Now, you have a new team in which you are expected to lead and manage going forward and likely this new role you are in will last for at least 2-3 years and maybe longer.  It is in your best interest to have the best team.  The result of not having a strong team are all bad. First you will have to work much harder to fill the gap in talent from your team. The work has to get done, so if you team is not capable, the burden will fall to you. Second the people reporting to your leadership team will likely leave and you have a retention issue. If you have a bad leader on your team, you can try to hide from it, but if they have a team under them, it will be difficult to retain that team. Lastly, if you have a bad team, there is a good chance you will just fail.  The reality is that you could be highly competent but without the right team you will still not be successful. 

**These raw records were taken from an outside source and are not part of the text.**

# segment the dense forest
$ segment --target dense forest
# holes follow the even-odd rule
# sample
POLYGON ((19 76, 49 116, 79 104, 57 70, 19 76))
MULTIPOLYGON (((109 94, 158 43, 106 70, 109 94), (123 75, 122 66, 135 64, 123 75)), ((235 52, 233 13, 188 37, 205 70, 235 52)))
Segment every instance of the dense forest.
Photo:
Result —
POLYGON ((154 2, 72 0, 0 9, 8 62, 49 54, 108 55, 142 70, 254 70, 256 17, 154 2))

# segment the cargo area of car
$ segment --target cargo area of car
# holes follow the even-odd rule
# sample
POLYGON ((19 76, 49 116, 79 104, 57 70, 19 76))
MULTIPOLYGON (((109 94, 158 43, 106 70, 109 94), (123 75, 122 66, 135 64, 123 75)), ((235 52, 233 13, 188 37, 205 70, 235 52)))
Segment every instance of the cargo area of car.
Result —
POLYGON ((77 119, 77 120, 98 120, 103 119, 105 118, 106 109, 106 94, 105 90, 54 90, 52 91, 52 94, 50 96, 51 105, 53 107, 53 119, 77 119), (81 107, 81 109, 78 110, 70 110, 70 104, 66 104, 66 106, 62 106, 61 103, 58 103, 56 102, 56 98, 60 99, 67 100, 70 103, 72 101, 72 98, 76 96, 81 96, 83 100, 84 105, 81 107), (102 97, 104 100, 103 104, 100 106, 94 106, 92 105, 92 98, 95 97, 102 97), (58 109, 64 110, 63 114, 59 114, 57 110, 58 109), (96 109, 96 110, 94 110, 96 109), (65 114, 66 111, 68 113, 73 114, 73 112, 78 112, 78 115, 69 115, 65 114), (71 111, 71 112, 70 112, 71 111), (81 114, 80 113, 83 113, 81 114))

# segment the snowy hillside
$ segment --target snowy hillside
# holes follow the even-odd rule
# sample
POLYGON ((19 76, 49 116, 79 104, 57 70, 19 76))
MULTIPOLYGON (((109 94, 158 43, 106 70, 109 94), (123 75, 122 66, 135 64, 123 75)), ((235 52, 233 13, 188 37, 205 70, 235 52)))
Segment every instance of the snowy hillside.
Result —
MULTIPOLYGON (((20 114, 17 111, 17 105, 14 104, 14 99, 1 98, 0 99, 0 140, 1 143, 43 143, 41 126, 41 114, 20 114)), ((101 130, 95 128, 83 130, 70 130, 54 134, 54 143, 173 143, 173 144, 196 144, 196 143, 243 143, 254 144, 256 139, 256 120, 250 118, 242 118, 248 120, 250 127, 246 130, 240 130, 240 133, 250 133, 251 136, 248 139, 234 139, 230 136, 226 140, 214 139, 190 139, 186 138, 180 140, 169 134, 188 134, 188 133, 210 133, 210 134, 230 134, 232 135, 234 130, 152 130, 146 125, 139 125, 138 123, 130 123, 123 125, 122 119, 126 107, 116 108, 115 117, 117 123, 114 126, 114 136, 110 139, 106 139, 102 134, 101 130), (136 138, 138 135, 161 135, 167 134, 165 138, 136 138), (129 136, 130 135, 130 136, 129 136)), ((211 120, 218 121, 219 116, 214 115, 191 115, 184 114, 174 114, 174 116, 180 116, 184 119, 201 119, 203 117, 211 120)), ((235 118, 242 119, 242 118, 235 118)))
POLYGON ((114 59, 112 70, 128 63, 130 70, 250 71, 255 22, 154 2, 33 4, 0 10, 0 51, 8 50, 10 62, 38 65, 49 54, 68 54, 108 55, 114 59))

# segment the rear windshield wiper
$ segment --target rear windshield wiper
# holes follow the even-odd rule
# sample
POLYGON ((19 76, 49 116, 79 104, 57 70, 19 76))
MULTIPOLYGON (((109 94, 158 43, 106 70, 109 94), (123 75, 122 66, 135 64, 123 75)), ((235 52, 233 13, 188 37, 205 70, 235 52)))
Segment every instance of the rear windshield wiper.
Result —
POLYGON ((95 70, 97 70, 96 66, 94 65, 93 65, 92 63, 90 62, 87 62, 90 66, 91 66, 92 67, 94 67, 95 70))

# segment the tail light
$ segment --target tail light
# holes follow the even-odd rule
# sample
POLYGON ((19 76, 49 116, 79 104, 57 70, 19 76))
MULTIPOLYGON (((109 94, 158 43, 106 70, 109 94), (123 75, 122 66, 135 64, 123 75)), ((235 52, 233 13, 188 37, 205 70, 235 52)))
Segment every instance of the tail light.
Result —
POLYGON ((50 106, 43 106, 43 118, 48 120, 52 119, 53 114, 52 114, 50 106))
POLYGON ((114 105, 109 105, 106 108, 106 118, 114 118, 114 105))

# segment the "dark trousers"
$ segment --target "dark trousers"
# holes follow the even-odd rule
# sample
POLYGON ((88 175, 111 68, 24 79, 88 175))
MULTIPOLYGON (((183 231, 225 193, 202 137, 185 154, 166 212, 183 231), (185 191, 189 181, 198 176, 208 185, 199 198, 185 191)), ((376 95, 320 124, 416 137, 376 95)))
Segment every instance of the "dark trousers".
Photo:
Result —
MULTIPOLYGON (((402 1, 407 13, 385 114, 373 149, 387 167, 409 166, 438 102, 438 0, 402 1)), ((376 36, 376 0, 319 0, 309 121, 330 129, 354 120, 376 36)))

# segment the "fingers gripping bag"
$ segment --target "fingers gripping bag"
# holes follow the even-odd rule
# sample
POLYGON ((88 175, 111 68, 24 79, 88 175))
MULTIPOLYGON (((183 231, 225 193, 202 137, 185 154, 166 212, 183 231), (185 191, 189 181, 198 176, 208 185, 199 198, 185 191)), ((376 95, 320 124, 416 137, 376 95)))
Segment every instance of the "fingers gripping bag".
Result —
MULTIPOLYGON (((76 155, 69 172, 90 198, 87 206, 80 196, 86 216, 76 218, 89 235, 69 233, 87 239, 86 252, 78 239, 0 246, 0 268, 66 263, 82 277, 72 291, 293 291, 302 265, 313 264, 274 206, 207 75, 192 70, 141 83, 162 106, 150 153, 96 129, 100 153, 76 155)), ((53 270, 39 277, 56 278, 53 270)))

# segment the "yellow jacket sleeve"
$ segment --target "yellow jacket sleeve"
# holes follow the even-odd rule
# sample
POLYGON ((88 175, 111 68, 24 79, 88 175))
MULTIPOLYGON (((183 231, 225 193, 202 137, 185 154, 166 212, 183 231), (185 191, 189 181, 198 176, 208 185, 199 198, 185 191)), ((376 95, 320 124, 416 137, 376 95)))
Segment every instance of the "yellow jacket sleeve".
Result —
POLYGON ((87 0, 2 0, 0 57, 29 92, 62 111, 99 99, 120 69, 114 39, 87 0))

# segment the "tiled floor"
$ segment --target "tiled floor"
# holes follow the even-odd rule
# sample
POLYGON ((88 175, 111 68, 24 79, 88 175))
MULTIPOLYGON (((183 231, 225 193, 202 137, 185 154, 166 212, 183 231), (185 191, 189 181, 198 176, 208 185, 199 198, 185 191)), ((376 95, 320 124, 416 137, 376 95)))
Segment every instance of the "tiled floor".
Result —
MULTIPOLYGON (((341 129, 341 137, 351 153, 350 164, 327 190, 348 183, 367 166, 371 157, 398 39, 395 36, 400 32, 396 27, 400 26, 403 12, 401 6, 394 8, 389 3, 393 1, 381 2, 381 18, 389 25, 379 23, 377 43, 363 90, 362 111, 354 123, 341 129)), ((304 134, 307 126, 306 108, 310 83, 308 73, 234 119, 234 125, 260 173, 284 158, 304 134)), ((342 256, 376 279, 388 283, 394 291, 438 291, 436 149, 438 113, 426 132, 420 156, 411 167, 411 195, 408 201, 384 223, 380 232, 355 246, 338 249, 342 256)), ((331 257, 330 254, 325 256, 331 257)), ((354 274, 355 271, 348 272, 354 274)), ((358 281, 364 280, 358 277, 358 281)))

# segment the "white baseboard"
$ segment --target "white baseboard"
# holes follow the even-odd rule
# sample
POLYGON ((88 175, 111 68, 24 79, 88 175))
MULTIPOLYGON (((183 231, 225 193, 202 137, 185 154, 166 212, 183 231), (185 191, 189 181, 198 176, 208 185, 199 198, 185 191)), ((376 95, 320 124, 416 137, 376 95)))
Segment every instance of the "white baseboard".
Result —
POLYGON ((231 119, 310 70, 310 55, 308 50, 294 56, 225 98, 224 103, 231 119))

With all that said, you should be highly motivated to get the right team in place.  In most cases, this means you have to make some pretty tough decisions.  I have always been one to decide things very quickly.  I usually know within about a month or so which leaders I want to keep and which ones need to go.  But remember, even though I would decide that quickly, it would still take me 6-12 months to get everything stabilized in the new role.  The first step is making the decision on who you want to keep and where you need to make changes.  But the second step is to execute on those decisions, which requires much more time.  I do want to add that I have worked with many leaders that would take up to 6 months to decide on their leadership teams and come out just fine.  The message is that the speed of deciding is not critical it is just that fact that you are willing to make the tough decisions. 


Once you have decided on the caliber of your team and how you want to run the group, you will have to execute on that decision.  The most difficult situation is when you have team members that you have to remove from the organization.  In these cases, you will need to work with HR and go through the arduous process to remove them.  This process usually takes at least six months if not longer.  Sometimes you will get lucky and there are other leaders who are willing to take the person that you do not believe is a fit for your team.  In these cases, you simply have to encourage the person to go to the other role and then backfill with the talent you need.  But in the end, you have get rid of the under-performers or it will impact your success.

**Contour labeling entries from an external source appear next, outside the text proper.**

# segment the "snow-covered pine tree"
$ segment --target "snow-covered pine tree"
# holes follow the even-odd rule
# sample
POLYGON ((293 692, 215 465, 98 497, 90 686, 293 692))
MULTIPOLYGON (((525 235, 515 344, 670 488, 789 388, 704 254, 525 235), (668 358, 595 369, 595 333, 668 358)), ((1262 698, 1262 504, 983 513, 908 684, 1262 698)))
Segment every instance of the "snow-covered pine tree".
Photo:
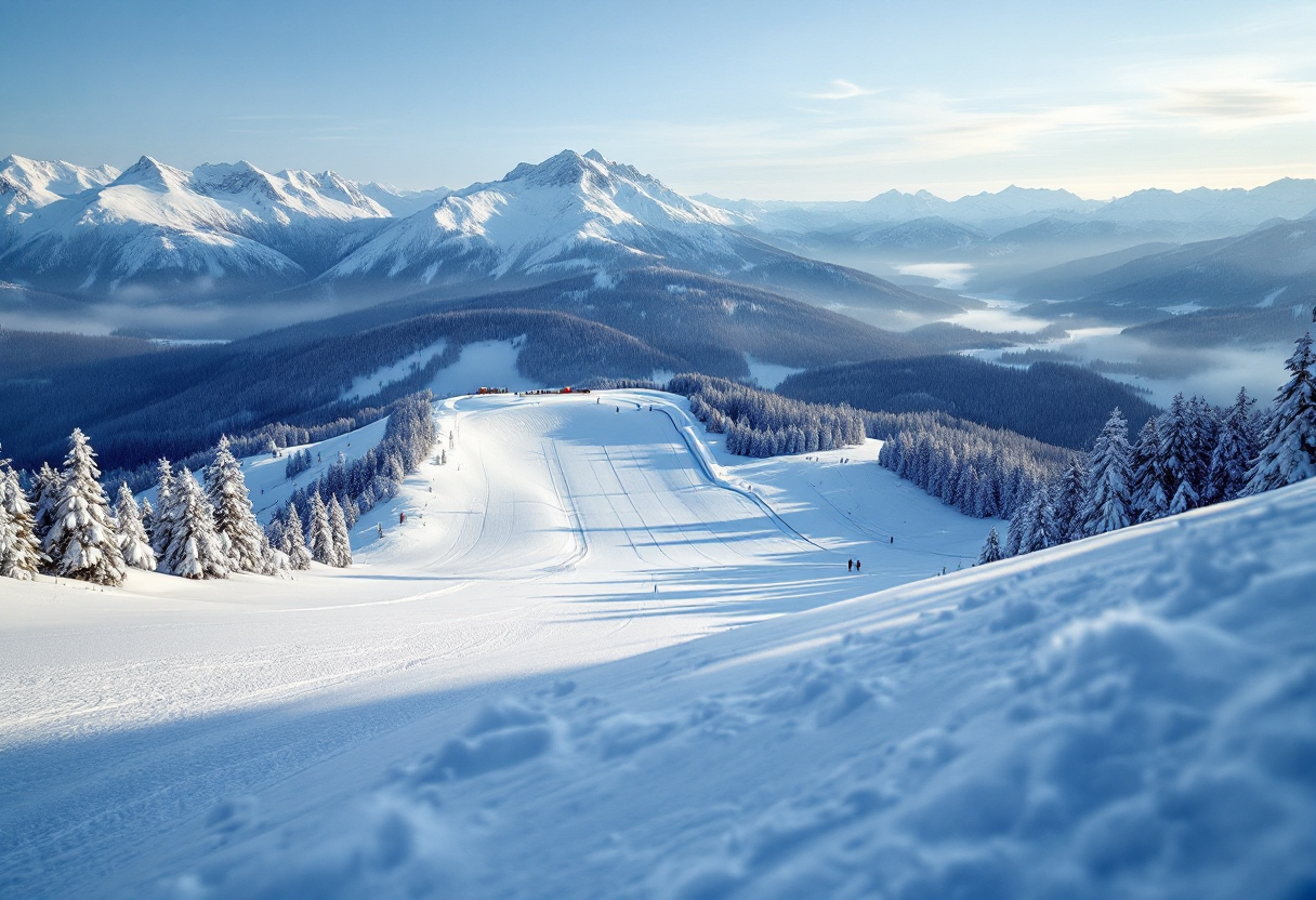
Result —
POLYGON ((1020 553, 1034 553, 1055 546, 1055 514, 1051 509, 1051 496, 1046 486, 1033 491, 1024 505, 1024 529, 1019 537, 1020 553))
POLYGON ((1192 450, 1192 489, 1199 497, 1207 493, 1207 479, 1211 475, 1211 455, 1220 438, 1220 413, 1207 403, 1205 397, 1192 397, 1188 403, 1192 436, 1188 446, 1192 450))
POLYGON ((1259 453, 1257 433, 1253 430, 1254 403, 1246 388, 1238 388, 1237 399, 1220 420, 1207 471, 1207 491, 1203 495, 1205 503, 1233 500, 1248 484, 1248 466, 1259 453))
POLYGON ((251 514, 246 479, 226 436, 220 438, 215 459, 205 467, 205 496, 215 507, 215 530, 229 549, 232 568, 259 572, 265 567, 263 533, 251 514))
POLYGON ((1000 536, 996 534, 996 526, 987 532, 987 541, 983 543, 982 553, 978 554, 978 564, 986 566, 990 562, 999 562, 1005 558, 1005 554, 1000 549, 1000 536))
POLYGON ((45 557, 18 472, 9 467, 7 459, 0 461, 0 575, 30 580, 41 570, 45 557))
POLYGON ((1177 516, 1182 512, 1196 509, 1200 505, 1202 497, 1199 497, 1198 492, 1192 489, 1192 484, 1188 479, 1179 482, 1179 487, 1174 492, 1174 499, 1170 500, 1170 514, 1177 516))
POLYGON ((174 537, 178 514, 174 509, 174 467, 161 457, 155 466, 155 517, 151 521, 151 549, 155 558, 163 559, 174 537))
POLYGON ((337 551, 333 546, 333 529, 329 526, 329 511, 318 491, 311 495, 309 529, 307 543, 311 546, 311 558, 326 566, 338 564, 337 551))
POLYGON ((43 550, 57 575, 116 586, 122 584, 128 571, 99 478, 96 451, 75 428, 68 436, 68 455, 43 550))
POLYGON ((1129 513, 1129 426, 1116 407, 1087 461, 1083 536, 1104 534, 1132 522, 1129 513))
POLYGON ((351 564, 351 536, 338 497, 329 499, 329 530, 333 533, 333 564, 346 568, 351 564))
POLYGON ((1055 487, 1051 488, 1051 503, 1055 508, 1055 543, 1069 543, 1082 536, 1083 497, 1087 493, 1087 471, 1083 461, 1074 457, 1055 487))
POLYGON ((51 468, 47 462, 41 463, 41 468, 32 479, 33 529, 42 546, 46 543, 46 536, 50 534, 50 526, 55 524, 55 500, 59 497, 59 472, 51 468))
POLYGON ((1290 379, 1275 396, 1275 412, 1266 429, 1257 462, 1248 470, 1246 493, 1261 493, 1316 475, 1316 358, 1311 332, 1284 366, 1290 379))
POLYGON ((1153 416, 1138 432, 1129 453, 1129 509, 1134 522, 1150 522, 1170 513, 1170 497, 1161 478, 1161 434, 1153 416))
POLYGON ((1200 505, 1202 484, 1205 472, 1200 464, 1200 434, 1208 425, 1199 421, 1200 401, 1194 397, 1184 400, 1183 393, 1174 395, 1170 409, 1161 416, 1157 432, 1161 436, 1161 449, 1157 454, 1161 463, 1161 483, 1170 500, 1170 512, 1183 512, 1200 505), (1187 489, 1180 489, 1187 484, 1187 489), (1192 504, 1184 507, 1184 504, 1192 504), (1177 505, 1179 507, 1177 509, 1177 505))
POLYGON ((168 507, 170 542, 161 568, 182 578, 228 578, 229 554, 215 530, 215 508, 186 466, 174 480, 168 507))
POLYGON ((114 518, 117 521, 116 537, 118 549, 124 554, 124 562, 133 568, 155 571, 155 550, 146 539, 146 529, 142 528, 141 509, 133 492, 128 488, 128 482, 118 486, 118 500, 114 504, 114 518))
POLYGON ((147 539, 155 533, 155 507, 145 497, 142 497, 142 529, 145 529, 147 539))
POLYGON ((1015 514, 1009 517, 1009 526, 1005 529, 1005 555, 1017 557, 1028 532, 1028 517, 1025 507, 1017 507, 1015 514))
POLYGON ((288 521, 283 524, 283 551, 288 554, 288 564, 293 571, 311 568, 311 550, 307 547, 307 536, 301 530, 301 517, 297 508, 288 505, 288 521))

For the team members that you do want to keep, you should also look at roles and responsibilities to ensure the team is organized correctly leveraging all of their skillsets.  Everyone is different and we all have strengths and weaknesses.  You will need to assess the strengths of the folks you want to keep and put them in roles where they can leverage those strengths.  Now you might say that is taking the easy way, because it is also our job as leaders to help mentor and guide the team to become better at where they struggle.  I would completely agree with this approach, but I would argue you can help them by giving them side projects or tasks that are somewhat off the radar to build those new strengths.  This will enable them to learn but let them excel at what they are really good at.  The bottom line if that is you are helping the folks on your leadership learn and grow and focusing on their careers as much as your own, they will notice and work hard under your leadership.


In summary, to have the best leadership team you do have to make the tough decisions on who to keep and who to let go.  Once you decide, take the time to execute on those decisions in the right way leveraging the HR folks as much as you can.  Then once you have the team you want in place, put them in roles where they can “knock it out of the park” but give them protected opportunities to build strength where they may have some weakness.